Muatan Pembelajaran yang Berpihak Pada Murid
PEMBELAJARAN BERDIFERENSIASI : Rancangan pembelajaran sesuai
kesiapan belajar, minat dan profil belajar murid
PEMBELAJARAN SOSIAL EMOSIONAL : Pembelajaran yang
memperhatikan aspek psikologis murid
COACHING : mengajukan pertanyaan untuk menggali segala
potensi dan kemampuan yang dimiliki murid dengan tujuan menuntun dan
mengarahkan untuk mencari solusi
Definisi Coaching
Coaching adalah sebuah proses kolaborasi yang berfokus pada
solusi, berorientasi pada hasil dan sistematis, dimana coach memfasilitasi
peningkatan atas performa kerja, pengalaman hidup, pembelajaran diri, dan
pertumbuhan pribadi dari coachee (Grant, 1999)
Guru sebagai coach sangat berperan penting dalam menciptakan kenyamanan
bagi murid melalui keterampilan berkomunikasi dengan baik sehingga timbullah
rasa empati, saling menghormati dan saling menghargai antara guru dan
murid.
Dengan kemampuan dan keterampilan bertanya dari seorang coach dapat
menyadarkan murid akan kekuatan dan kemampuan yang dimilikinya sehingga murid
tersebut mendapatkan solusi atas permaslahannya sendiri. Dalam proses coaching,
sangat jelas terlihat bahwa guru dan murid adalah mitra dalam belajar.

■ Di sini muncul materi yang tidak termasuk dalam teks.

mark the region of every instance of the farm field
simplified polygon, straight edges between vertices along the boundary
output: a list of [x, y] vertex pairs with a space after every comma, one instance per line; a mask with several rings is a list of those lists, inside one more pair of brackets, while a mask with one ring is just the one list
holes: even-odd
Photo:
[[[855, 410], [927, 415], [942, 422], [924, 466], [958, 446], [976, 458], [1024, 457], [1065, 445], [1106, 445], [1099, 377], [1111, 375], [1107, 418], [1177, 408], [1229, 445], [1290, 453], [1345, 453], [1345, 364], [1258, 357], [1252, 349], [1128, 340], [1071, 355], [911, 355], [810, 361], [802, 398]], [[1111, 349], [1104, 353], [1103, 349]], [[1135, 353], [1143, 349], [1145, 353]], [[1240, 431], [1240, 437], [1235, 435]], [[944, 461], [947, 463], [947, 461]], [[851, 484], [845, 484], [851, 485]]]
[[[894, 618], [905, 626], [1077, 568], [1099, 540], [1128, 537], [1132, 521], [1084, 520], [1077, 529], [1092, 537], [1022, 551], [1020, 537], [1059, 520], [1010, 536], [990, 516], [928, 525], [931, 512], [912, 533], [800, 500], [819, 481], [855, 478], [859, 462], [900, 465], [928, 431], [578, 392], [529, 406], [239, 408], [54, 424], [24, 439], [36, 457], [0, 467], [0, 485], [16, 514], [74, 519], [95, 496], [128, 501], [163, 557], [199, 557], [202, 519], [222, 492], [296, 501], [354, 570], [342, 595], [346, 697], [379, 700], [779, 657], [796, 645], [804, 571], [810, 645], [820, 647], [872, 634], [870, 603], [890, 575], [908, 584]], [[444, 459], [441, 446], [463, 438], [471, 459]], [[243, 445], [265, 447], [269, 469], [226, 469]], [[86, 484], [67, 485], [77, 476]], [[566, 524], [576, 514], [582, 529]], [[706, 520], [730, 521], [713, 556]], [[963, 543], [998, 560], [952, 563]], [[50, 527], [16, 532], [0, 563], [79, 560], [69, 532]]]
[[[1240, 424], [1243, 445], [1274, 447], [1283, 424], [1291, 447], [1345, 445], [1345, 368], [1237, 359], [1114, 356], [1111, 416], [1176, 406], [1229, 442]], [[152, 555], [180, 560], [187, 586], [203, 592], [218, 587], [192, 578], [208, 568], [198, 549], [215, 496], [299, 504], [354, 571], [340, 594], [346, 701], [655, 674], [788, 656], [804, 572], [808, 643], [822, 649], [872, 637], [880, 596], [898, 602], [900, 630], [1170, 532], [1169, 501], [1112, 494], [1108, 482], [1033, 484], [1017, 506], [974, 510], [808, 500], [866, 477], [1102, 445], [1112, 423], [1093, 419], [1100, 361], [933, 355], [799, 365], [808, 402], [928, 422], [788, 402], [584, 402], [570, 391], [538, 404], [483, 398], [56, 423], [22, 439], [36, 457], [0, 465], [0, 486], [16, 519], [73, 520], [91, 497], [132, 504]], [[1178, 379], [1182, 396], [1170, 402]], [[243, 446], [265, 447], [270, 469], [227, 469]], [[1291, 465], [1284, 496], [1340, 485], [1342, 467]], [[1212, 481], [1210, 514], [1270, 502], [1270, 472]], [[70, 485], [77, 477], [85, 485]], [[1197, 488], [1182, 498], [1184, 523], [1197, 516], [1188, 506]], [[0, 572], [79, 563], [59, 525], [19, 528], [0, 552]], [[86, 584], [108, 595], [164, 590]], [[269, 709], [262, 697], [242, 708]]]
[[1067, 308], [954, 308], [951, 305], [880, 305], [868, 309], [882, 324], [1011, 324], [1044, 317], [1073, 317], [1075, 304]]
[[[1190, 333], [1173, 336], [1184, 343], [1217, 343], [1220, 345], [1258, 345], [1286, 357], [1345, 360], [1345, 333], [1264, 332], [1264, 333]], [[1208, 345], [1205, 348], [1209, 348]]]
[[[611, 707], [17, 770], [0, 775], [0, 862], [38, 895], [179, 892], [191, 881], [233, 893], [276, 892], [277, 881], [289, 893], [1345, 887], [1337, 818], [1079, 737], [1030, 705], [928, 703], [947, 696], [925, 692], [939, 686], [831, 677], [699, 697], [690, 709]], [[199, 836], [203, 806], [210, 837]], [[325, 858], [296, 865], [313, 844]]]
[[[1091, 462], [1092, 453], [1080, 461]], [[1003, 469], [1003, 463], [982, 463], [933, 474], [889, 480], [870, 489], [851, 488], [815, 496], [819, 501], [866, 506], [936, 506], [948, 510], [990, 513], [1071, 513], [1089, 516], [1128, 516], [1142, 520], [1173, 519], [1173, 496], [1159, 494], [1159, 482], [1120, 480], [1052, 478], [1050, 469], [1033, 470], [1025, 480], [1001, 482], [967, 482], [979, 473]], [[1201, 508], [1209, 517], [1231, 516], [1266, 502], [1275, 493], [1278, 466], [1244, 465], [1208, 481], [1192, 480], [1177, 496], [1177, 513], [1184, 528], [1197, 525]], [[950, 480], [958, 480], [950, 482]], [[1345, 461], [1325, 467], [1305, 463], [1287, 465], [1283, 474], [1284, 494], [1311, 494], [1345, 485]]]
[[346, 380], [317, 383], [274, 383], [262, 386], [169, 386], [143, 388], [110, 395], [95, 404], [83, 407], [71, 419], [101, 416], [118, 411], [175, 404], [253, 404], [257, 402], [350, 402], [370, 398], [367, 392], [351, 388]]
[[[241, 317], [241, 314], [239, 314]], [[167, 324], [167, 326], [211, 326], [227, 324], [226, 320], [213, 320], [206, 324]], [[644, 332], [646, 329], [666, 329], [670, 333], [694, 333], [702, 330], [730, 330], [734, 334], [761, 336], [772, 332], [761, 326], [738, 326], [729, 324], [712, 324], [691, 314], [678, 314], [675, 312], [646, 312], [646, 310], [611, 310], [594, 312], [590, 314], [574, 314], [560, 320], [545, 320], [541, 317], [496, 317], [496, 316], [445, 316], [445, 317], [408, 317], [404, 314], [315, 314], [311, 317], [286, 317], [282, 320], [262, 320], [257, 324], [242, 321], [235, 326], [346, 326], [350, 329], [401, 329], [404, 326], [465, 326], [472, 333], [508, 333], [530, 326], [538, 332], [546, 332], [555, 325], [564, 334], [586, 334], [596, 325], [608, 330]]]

Belajar bersama mengenali kekuatan yang dimiliki untuk mengasah dan
meningkatkan kemampuan murid. Kini, bukan zamannya guru cemerlang sendiri akan
tetapi bagaimana murid pun menjadi cemerlang dan bersinar. Untuk itu guru
dapat membantu murid menemukan kekuatan untuk bisa hidup sebagai manusia
seutuhnya.
Perbedaannya dengan Mentoring dan Counseling
Proses dimana seorang teman, guru, pelindung, atau
pembimbing yang bijak dan penolong menggunakan pengalamannya untuk membantu
seseorang dalam mengatasi kesulitan dan mencegah bahaya (Stone,2002)
Konseling adalah hubungan bantuanantara konselor dan klien
yang difokuskan pada pertumbuhan pribadi dan penyesuaian diri serta pemecahan
masalah dan pengambilan keputusan (Gibson dan Mitchell 2003).
KHD ( Coaching dalam pembelajaran )
Pendekatan coaching menjadi salah satu proses ‘menuntun’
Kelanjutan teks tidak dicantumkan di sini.